Rustでは、スレッド操作の安全性は2つの自動トレイト、SendとSyncによって確保されます。
Send は、型をスレッド間で(所有権を渡すことによって)転送することを可能にします。Sync は、型が複数のスレッドから同時に安全に使用できることを保証します(参照を介して)。Rustの標準的な多くの型は、デフォルトでこれらのトレイトを実装しています。例えば、Arc<T>, Mutex<T>は、Tもこれらのトレイトに準拠している場合にSendとSyncを実装します。
自分の型に対して、これらのトレイトを明示的に禁止または実装することができます。例えば、内部に非安全なフィールド(生ポインタや外部リソースなど)がある場合、その型を!Sendまたは!Syncとして作成する必要があります:
use std::marker::PhantomData; use std::rc::Rc; struct MyType { not_thread_safe: Rc<u32>, _marker: PhantomData<*const ()>, } // Rc<u32>はSend/Syncを実装していないため、MyTypeもこれらのトレイトを実装しません。
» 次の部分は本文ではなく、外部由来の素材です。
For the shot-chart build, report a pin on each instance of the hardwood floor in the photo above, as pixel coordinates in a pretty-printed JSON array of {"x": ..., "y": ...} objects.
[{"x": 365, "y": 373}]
低レベルのラッパーを実装し、スレッド安全性を手動で管理する場合、Send/Syncを手動で実装することができます(unsafe):
unsafe impl Send for MyType {} unsafe impl Sync for MyType {}
これはプログラマの責任です—スレッド安全性を保証すること。
Rc<T>をArc<Rc<T>>経由で複数のスレッドに渡したらどうなりますか?
Arcがすべてを保護していると思われることがよくあります。しかし、Rc<T>はSend/Syncを実装していません、Arcでラップしても!その例は次の通りです:
use std::rc::Rc; use std::sync::Arc; fn main() { let data = Arc::new(Rc::new(5)); // std::thread::spawn(move || { // println!("{:?}", data); // }); // コンパイラはこれを許可しません! }
Arcは内部メンバーのSend/Syncの欠如を補うものではありません。
ストーリー
プロジェクトでは、スレッド間でデータを共有し、非ブロッキング的に所有権を分け合うためにArc<Rc<T>>を使用しようとしました。プログラムは実行中に予測できない動作でクラッシュしました;実際、Rcはスレッド安全ではなく、Send/Syncトレイトについての知識が最初に不足していました。
ストーリー
自作のイベントループで、State型はデータへの生ポインタを保持していました。State型はunsafe impl Sendをマークしましたが、同期を設置するのを忘れました。その結果、リリース後に発見された古典的なデータレースが発生しました。
ストーリー
開発者はMutexのnewtypeラッパーを実装しましたが、誤って!Syncにしてしまい、Syncを手動で実装しませんでした。このため、スレッドのコンテキスト(例えばArc<Mutex<T>>の内部)でその型を使用することができませんでした;コンパイラはSyncを要求しました。unsafe impl Syncを実装し、安全性の分析によって修正されました。